COVID-19 Pandemic

Coronavirus: E.U. vaccine drive picks up pace while U.S. stalls

Published : July 31, 2021 13:37 IST

The E.U.'s vaccination drive is picking up speed, but disparities remain among the 27 member states. Photo: Lionel Urman/abaca/picture alliance

The E.U. is now inoculating faster than the U.S. But figures suggest that both have some way to go to hit their targets.

The E.U.'s once-faltering vaccine rollout has now overtaken that of the United States, The New York Times reported on July 29, citing figures compiled by Our World in Data. But figuring out who is ahead in the race to protect their citizens from COVID-19 depends largely on how one crunches the numbers.

The U.S. newspaper pointed to data released on July 29 showing that the bloc had administered 103.32 doses per 100 people, compared to 102.67 in the United States. It shows that the E.U.'s vaccination drive has certainly picked up pace after initially being hindered by supply and distribution problems.

What is the overall picture of the vaccination drive?

Our World in Data's figures, however, show the bloc is still slightly behind the United States when it comes to the percentage of adults who have had both jabs. U.S. authorities have fully vaccinated 48.9 per cent of those eligible to receive a coronavirus vaccine, while the E.U. has fully vaccinated 47.7 per cent.

Furthermore, there are disparities among E.U. countries in terms of the pace of their rollouts, further complicating the overall picture. Germany has fully vaccinated 50.6 per cent of those eligible for a jab, while Bulgaria has managed just 14.6 per cent.

Despite the apparent speeding up of the E.U.'s inoculation program, many countries are also worried about uptake among young people. Several countries have introduced so-called vaccine passports that will be mandatory to enter bars, restaurants and cultural events.

What was the E.U.'s target?

The E.U.'s stated vaccination goal has changed over the past six months. According to a statement posted on the European Commission website in January, the original plan was to ensure that "by summer 2021, member states should have vaccinated 70 per cent of the entire adult population."

European Commission President Ursula von der Leyen said on July 10 that the EU executive had delivered enough doses to E.U. governments "to vaccinate fully at least 70 per cent of E.U. adults still this month." On July 27, von der Leyen said 70 per cent of adults across the bloc's 27 countries had received at least one dose. But figures compiled by Our World in Data put the number at 58.3 per cent.
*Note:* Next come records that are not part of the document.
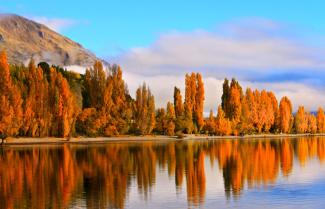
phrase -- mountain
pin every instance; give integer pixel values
(23, 38)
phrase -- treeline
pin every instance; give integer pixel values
(256, 112)
(42, 100)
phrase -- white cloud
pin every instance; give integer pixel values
(56, 24)
(249, 51)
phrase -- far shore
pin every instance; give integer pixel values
(94, 140)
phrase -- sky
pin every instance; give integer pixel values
(276, 45)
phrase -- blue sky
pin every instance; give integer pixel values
(277, 45)
(109, 27)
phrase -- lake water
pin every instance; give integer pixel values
(250, 173)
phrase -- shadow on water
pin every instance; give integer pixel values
(101, 176)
The numbers cited by von der Leyen appear to refer to the E.U.'s official tally. According to the European Center for Disease Prevention and Control COVID-19 vaccine tracker, 70.4 per cent of adults across the E.U. have received at least one dose.

What about the United States?

The United States failed to meet President Joe Biden's goal to deliver at least one COVID-19 vaccine shot to 70 per cent of adults by July 4. Our World in Data says 56.7 per cent of the U.S. population has had at least one jab; inoculations are handled at state level.
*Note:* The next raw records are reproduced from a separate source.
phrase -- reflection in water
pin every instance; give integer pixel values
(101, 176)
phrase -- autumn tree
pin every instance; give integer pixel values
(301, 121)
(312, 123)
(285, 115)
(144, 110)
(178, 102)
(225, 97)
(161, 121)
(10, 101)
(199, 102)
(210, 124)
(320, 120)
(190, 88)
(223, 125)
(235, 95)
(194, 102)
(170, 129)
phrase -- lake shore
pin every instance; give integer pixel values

For coronavirus, the estimated threshold for herd immunity is roughly 70 per cent "to go back to a pre-pandemic lifestyle," a paper by Johns Hopkins Bloomberg School of Public Health said in April. "We would need at least 70 per cent of the population to be immune [achieve herd immunity] to keep the rate of infection down," the paper said.

Herd immunity can be achieved through vaccinations or by falling sick and building up sufficient antibodies to fight off future infections. It means both the United States and the European Union are still short of achieving that goal.

Late on July 29, Biden expressed his concern about the pace of the rollout. He called on state and local governments to provide $100 (€85) payments to incentivize Americans to receive both doses of a coronavirus vaccine.